Gursky did not digitally manipulate his images before the 1990s. Gursky has spoken out about his reliance on computers to edit and enhance his photographs in the years since, resulting in an art of spaces larger than the photographs. Peter Schjeldahl, a New Yorker magazine, called these photographs "vast," "entertaining," and "literally unbelievable." Gursky was one of the Düsseldorf School of Photography's "two masters" in the same issue, according to critic Calvin Tomkins. Tomkins recalled in 2001 how he was confronted with one of Gursky's most notable works:

In several of Gursky's photographs, the perspective is taken from an elevated vantage point. From this vantage, the viewer is able to view scenes from both center and periphery, which are usually out of reach. This broad view has been attributed to globalization's involvement. Gursky is drawn to large, anonymous, man-made spaces, including high-rise facades at night, corporate lobbies, stock exchanges, and the interiors of major box stores (see his print 99 Cent II Diptychon). The artist's work, according to the Museum of Modern Art in New York, was "a sophisticated art of unembellished observation." We all know Gursky's fantasies as our own," owing to the artfulness of his stories. Gursky's style is enigmatic and morbid. There is no such thing as a lack of information or manipulation on the system. His photography is simple.
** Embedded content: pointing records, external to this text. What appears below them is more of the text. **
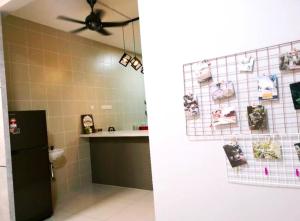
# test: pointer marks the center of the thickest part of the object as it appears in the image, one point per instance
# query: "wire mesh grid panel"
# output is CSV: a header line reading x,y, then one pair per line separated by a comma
x,y
282,172
282,118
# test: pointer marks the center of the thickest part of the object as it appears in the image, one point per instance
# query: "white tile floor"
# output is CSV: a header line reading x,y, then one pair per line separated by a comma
x,y
106,203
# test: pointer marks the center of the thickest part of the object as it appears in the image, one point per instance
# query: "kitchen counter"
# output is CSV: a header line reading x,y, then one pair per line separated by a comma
x,y
121,133
121,158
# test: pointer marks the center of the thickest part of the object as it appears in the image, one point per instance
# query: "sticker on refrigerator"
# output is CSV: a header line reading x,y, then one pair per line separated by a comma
x,y
13,127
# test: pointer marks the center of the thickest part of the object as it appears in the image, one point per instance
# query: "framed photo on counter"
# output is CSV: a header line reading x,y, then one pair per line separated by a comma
x,y
87,124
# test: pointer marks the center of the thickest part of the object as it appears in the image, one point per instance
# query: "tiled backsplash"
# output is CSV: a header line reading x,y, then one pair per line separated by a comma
x,y
68,75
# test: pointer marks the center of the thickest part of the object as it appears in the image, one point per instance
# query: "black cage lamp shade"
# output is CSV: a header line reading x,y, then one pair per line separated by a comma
x,y
125,59
136,63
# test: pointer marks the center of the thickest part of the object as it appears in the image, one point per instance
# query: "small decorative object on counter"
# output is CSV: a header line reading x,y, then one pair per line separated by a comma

Participants facing a DJ stand in a large stadium under strobe lighting effects, according to Gursky's Dance Valley festival photograph, taken near Amsterdam in 1995. The pouring smoke resembles a human hand, holding the crowd in stasis. Gursky said that the only music he now listens to is Trance, which resembles his own work, while progressing to a deeper, more visceral feeling.
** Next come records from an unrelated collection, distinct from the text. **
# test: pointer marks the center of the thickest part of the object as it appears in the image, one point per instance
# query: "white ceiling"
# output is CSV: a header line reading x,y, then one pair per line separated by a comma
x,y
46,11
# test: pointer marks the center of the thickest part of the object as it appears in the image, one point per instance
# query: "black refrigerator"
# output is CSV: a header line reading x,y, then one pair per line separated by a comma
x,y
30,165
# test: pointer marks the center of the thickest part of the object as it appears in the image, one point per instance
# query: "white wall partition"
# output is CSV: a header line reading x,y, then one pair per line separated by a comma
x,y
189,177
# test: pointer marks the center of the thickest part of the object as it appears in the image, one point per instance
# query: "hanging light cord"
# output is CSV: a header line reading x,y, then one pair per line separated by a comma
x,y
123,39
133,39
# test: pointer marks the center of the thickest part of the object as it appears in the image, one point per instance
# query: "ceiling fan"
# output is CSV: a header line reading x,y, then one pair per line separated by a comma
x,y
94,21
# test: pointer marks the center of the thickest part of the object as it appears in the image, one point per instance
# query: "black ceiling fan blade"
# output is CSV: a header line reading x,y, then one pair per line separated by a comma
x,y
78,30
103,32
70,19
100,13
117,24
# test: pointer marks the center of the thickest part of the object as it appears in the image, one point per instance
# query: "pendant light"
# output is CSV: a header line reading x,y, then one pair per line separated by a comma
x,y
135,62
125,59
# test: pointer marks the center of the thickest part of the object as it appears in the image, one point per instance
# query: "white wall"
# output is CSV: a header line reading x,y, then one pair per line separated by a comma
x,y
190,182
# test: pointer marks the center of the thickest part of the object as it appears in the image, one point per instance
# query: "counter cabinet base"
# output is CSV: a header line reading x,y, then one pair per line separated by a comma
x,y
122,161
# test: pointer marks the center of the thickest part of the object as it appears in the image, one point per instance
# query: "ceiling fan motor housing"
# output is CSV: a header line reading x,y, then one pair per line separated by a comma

The photograph 99 Cent (1999) was taken at a 99 Cents Only store in Los Angeles and depicts its interior as a string of parallel shelves, intersected by vertical white columns, in which the abundance of "neatly labeled packets are turned into fields of colour, reflecting the shiny ceiling. Rhein II (1999), depicts a stretch of the river Rhine outside of Düsseldorf as a horizontal band of color of varying widths, as well as an abstract group of horizontal bands of color. Gursky's six-part series Ocean I-VI (2009-2010) incorporated high-definition satellite photographs that he augmented from various photo websites on the internet.